The Metropolitan Opera's program notes Christmas Eve indicated that the performance that night was the 288th Met performance of Donizetti's masterpiece. It is worth noting that "Lucia" was also the second work ever to be performed at the Met, during the inaugural season in 1883. Since that performance, which marked the debut of Marcella Sembrich, the world's great coloratura sopranos have gone to the Met with their interpretations of the tortured Scotswoman who goes mad with love and grief.

Crossing the plaza

Sills herself has sung it many times and in many places, especially with the New York City Opera at the State Theater just across Lincoln Plaza from the Met. Friday she crossed over to the big house and performed in a production first used at the [launching] of the 1964 season with Joan Sutherland, another of the great Lucias.

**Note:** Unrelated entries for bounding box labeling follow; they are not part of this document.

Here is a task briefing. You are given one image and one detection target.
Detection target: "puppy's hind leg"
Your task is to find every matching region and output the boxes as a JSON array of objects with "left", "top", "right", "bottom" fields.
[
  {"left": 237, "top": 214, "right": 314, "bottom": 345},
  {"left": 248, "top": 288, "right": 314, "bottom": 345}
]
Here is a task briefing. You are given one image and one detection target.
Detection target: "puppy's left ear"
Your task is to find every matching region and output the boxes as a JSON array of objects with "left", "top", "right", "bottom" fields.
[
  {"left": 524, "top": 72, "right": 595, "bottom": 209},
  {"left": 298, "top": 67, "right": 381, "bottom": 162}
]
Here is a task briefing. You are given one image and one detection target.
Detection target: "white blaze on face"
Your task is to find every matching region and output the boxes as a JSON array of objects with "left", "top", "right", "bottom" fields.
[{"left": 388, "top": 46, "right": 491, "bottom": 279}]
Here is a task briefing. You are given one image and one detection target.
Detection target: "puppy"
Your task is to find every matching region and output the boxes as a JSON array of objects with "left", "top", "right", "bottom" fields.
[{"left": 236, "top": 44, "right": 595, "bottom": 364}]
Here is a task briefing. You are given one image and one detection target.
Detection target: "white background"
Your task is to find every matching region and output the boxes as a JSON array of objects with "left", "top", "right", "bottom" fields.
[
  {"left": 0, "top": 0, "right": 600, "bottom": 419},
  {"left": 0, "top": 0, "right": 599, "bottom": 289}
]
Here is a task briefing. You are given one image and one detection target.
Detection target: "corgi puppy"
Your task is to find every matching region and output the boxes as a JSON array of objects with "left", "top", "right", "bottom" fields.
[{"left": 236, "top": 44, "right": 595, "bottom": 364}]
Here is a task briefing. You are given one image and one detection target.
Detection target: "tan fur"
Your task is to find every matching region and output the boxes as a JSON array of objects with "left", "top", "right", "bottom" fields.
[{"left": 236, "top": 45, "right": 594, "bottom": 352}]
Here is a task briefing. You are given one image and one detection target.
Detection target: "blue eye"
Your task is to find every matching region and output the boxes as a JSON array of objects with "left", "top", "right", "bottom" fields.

Sills' performance was full of exciting moments, from the trembling girlishness in the first act as she awaits Edgardo, her lover, through the way she stands, struck dumb with horror in the second act after Edgardo has disrupted her enforced wedding, to the brilliant and virtually flawless mad scene in Act Three, Sills is an excellent actress with a voice that does much more than make music. She acts with that voice, conveying wide swings of emotion within a brief musical moment. And the singing is marvelous just for itself. Her duet with the flute as she sinks deeper into madness was just breathtaking.

A baritone's impressive debut

But never let it be thought that an opera can be made by just one performer. The performance Friday was the Met's debut of Ryan Edwards, a tall young baritone from Texas who sang Lord Enrico Ashton, Lucia's desperately ambitious brother. Edwards has a very fine voice, dark and strong, and a powerful and intelligent stage presence. During the second act duet with Lucia, in which Enrico convinces her that Edgardo has betrayed her, Edwards came close to upstaging Sills both as actor and singer. He managed to portray Enrico as a man who is himself tortured by the torture he is putting his sister through. It was an impressive introduction to the Met.

John Alexander sang Edgardo with a mellow voice that sounded at times as if his nose was a little stopped up. He was best in the solo at the end of Act Three, when not competing with Sills or Edwards. John Macurdy's Raimondo, the chaplain, was particularly effective as he interrupted the wedding feast in Act Three to tell the guests of Lucia's madness. John Carpenter's Arturo was sweet but light. Charles Anthony sang Normanno.

The orchestra was conducted by Richard Woitach, who provided an excellent accompaniment, never overpowering, giving just the right emphasis in Donizetti's unobtrusive orchestration.

There were just a couple of jarring notes. The audience could not help laughing when just about the entire chorus whipped out their swords to threaten Edgardo during the wedding scene. And then there was the usual disgraceful rush up the aisles after the closing curtain.